Perhaps you hadn’t noticed that the pitchers and catchers of Major League Baseball have gotten back to camp, back on the field, back on tv. Perhaps you’ve been so busy with politics — and so concerned about what’s happening with our government — that you’re thinking this is the season to give baseball a miss.

Might I suggest that would be a mistake. Here’s my story: back in the day, along with attending (sometimes) high school, I spent a good 20 hours every week working against the US War in Southeast Asia. Guerrilla theater, petition drives, leafleting, training marshals for marches locally and in DC — there was plenty to get done. My other interests in those days were equally passionate: religious community, women’s liberation, poetry, love affairs, and the all-important constant criticism of my parents. Life swirled by at a fevered pace, and all of it required my firm moral judgment.

But more often than you’d expect, this radical could be seen in a regular Cincinnati Reds tee-shirt, sitting through the national anthem but otherwise carrying on like everyone else in that red Republican town. More often than you’d expect, you’d find me at home in the evening with my mom, listening to the game, chatting over each player’s contributions and errors, whether the manager was mistaken (seldom), and how the primary players on the opposition teams were faring.

Far more often than you’d expect, from my somewhat delicate feminine face, you’d hear the most vile condemnations of an organization called The Los Angeles Dodgers. They were our only serious rival for leadership in the National League West, we played them quite a bit, and not one of those innings could be taken for granted. There were other fierce rivals, of course — the Cardinals, the Pirates, the Braves, the Phillies, especially — but none of them drew our bile quite like the Dodgers.

And all those curses, those evil wishes, those boos, those hisses, and jeers, played a vital role in my successful political participation. In every demonstration, in every setting, a great many of the people who held my views expressed them by spewing hatred of someone else in the social, political, or religious realm. My aspiration, following both Martin Luther King, Jr., and, in my mind, even Jesus of Nazareth, was to hate the sin but not the sinner. To oppose the position but not the person who held it. To intervene against the policy but not demean the humanity of folks who felt that policy was best.

This was not as easy as it might seem, even for a detached intellectual like myself. Hatred turns out to be a human need, no different from food or water. It’s right up there with sex and an occasional sojourn in nature. It welled up inside me quite a bit, and for that, I had the Los Angeles Dodgers. I remember once watching them in a play-off game against the Phillies. My mom came in and asked who in the world I might be rooting for. “A lot of injuries,” was my answer.

I gave myself rules for this vicious baseball hatred. The world was a smaller place then, and it was possible to run into major league players downtown. If I ran into a Dodger (subjunctive mood, it never happened), I would not allow myself to spit or jeer. If one of the Dodgers actually got hurt, I stood with respect as anyone else might do. Baseball has its civility, and its function in terms of the Dodgers was to remind me that I was a pacifist.

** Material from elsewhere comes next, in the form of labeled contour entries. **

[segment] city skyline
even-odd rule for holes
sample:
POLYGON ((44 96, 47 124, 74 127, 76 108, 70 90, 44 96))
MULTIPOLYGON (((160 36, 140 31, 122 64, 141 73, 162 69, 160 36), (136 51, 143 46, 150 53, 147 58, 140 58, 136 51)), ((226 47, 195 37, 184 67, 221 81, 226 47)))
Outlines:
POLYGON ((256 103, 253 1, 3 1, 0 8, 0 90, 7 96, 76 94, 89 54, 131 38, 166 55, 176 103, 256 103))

Over the last few decades, my loyalties have traveled, but settled in on the Boston Red Sox. Then, in the late 2000s, I fell in love with a Yankee fan. For several years, I’ve had no major baseball hatred in my life. She speaks so nicely about the Sox, and indeed, I’ve gotten rather fond of many players in pinstripes. It’s all become quire low-key, this baseball rivalry in our house.

But these are trying times. As the pitchers and catchers settle in, I’m looking for a team to hate as much as I hated the Dodgers. I need it. Someone to wish into a baseball gutter, to jeer with ugly, dripping sneers when they take the field. I need them because I refuse to stoop to that level in discussing our president, his party, nor the people who put them in office. If this country is to have any future, someone has got to take the first step in modeling an admirable minority position. It doesn’t mean staying quiet on issues, it doesn’t mean keeping calm in the face of outrage. It just means remembering that most of these people are honorable, patriotic, decent in many ways, and, frankly, probably just as confused as the rest of us about what the future holds.

But if I’m going to keep this cool in what looks to be a long, hot summer, it’s going to take a scapegoat from major league baseball to keep me stable. At this point, I’m considering the St. Louis Cardinals as my fall guys. They fight both the Red Sox and Red Legs valiantly, and the weather in their river town is horrible.

Those are pretty good reasons to hate someone immeasurably — aren’t they?